Substituting in (3) \(\ \,\boldsymbol{A}\to\gamma\,\boldsymbol{A}\,,\ \) where \(\ \gamma\in K,\ \) we get

\[\begin{split}\begin{array}{ll} \left[\,(\gamma\,\boldsymbol{A})\otimes\boldsymbol{B}\,\right] \,\cdot\,\boldsymbol{\Lambda}^{nq}(\boldsymbol{G}) & =\ \ \boldsymbol{\Lambda}^{mp} \left[\,(\gamma\,\boldsymbol{A})\ \boldsymbol{G}\,\boldsymbol{B}^T\,\right]\ = \\[6pt] & =\ \ \boldsymbol{\Lambda}^{mp} \left[\, \gamma\ (\boldsymbol{A}\,\boldsymbol{G}\,\boldsymbol{B}^T) \right]\ = \\[6pt] & =\ \ \gamma\,\cdot\,\boldsymbol{\Lambda}^{mp} \left(\,\boldsymbol{A}\,\boldsymbol{G}\,\boldsymbol{B}^T\,\right)\ = \\[6pt] & =\ \ \gamma\,\cdot\, \left[\,(\boldsymbol{A}\otimes\boldsymbol{B})\,\cdot\, \boldsymbol{\Lambda}^{nq}(\boldsymbol{G})\,\right]\ = \\[6pt] & =\ \ \left[\, \gamma\,\cdot\,(\boldsymbol{A}\otimes\boldsymbol{B})\, \right]\,\cdot\, \boldsymbol{\Lambda}^{nq}(\boldsymbol{G}) \end{array}\end{split}\]

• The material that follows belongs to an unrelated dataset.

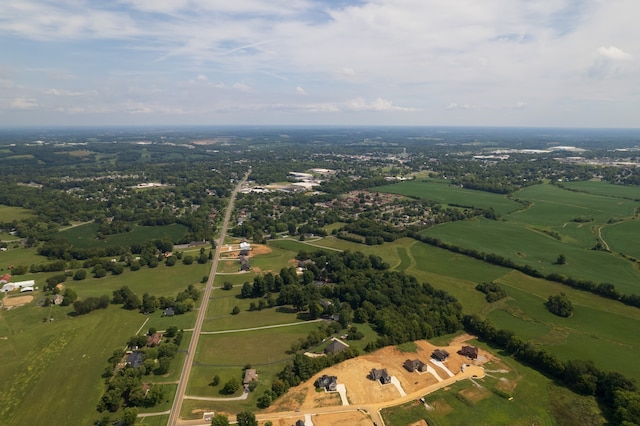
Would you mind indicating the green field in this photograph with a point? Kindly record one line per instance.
(84, 236)
(604, 188)
(10, 214)
(449, 194)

for arbitrary matrix \(\ \boldsymbol{G}\in M_{n\times q}(K).\ \) This is equivalent to the matrix equality

\[(\gamma\,\boldsymbol{A})\otimes\boldsymbol{B}\ \,=\ \, \gamma\ \,(\boldsymbol{A}\otimes\boldsymbol{B}),\quad\gamma\in K. \quad\bullet\]

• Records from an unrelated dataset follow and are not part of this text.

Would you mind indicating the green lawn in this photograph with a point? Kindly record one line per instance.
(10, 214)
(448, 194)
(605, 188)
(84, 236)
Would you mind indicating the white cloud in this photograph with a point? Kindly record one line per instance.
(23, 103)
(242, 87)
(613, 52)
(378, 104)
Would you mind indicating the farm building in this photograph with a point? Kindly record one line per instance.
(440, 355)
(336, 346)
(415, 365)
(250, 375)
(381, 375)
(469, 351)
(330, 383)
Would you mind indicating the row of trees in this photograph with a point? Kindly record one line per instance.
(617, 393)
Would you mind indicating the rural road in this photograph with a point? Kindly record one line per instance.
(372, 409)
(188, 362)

On the other hand, substituting in (3) \(\ \boldsymbol{B}\to\gamma\,\boldsymbol{B}\,,\ \) where \(\ \gamma\in K,\ \) we obtain

\[\begin{split}\begin{array}{ll} \left[\,\boldsymbol{A}\otimes(\gamma\,\boldsymbol{B})\,\right] \,\cdot\,\boldsymbol{\Lambda}^{nq}(\boldsymbol{G}) & =\ \ \boldsymbol{\Lambda}^{mp} \left[\,\boldsymbol{A}\ \boldsymbol{G}\ (\gamma\,\boldsymbol{B})^T\,\right]\ = \\[6pt] & =\ \ \boldsymbol{\Lambda}^{mp} \left[\,\boldsymbol{A}\ \boldsymbol{G}\ (\gamma\,\boldsymbol{B}^T)\,\right]\ = \\[6pt] & =\ \ \boldsymbol{\Lambda}^{mp} \left[\, \gamma\ (\boldsymbol{A}\,\boldsymbol{G}\,\boldsymbol{B}^T)\, \right]\ = \\[6pt] & =\ \ \gamma\,\cdot\,\boldsymbol{\Lambda}^{mp} \left(\,\boldsymbol{A}\,\boldsymbol{G}\,\boldsymbol{B}^T\,\right)\ = \\[6pt] & =\ \ \gamma\,\cdot\, \left[\,(\boldsymbol{A}\otimes\boldsymbol{B})\,\cdot\, \boldsymbol{\Lambda}^{nq}(\boldsymbol{G})\,\right]\ = \\[6pt] & =\ \ \left[\, \gamma\,\cdot\,(\boldsymbol{A}\otimes\boldsymbol{B})\, \right]\,\cdot\, \boldsymbol{\Lambda}^{nq}(\boldsymbol{G}) \end{array}\end{split}\]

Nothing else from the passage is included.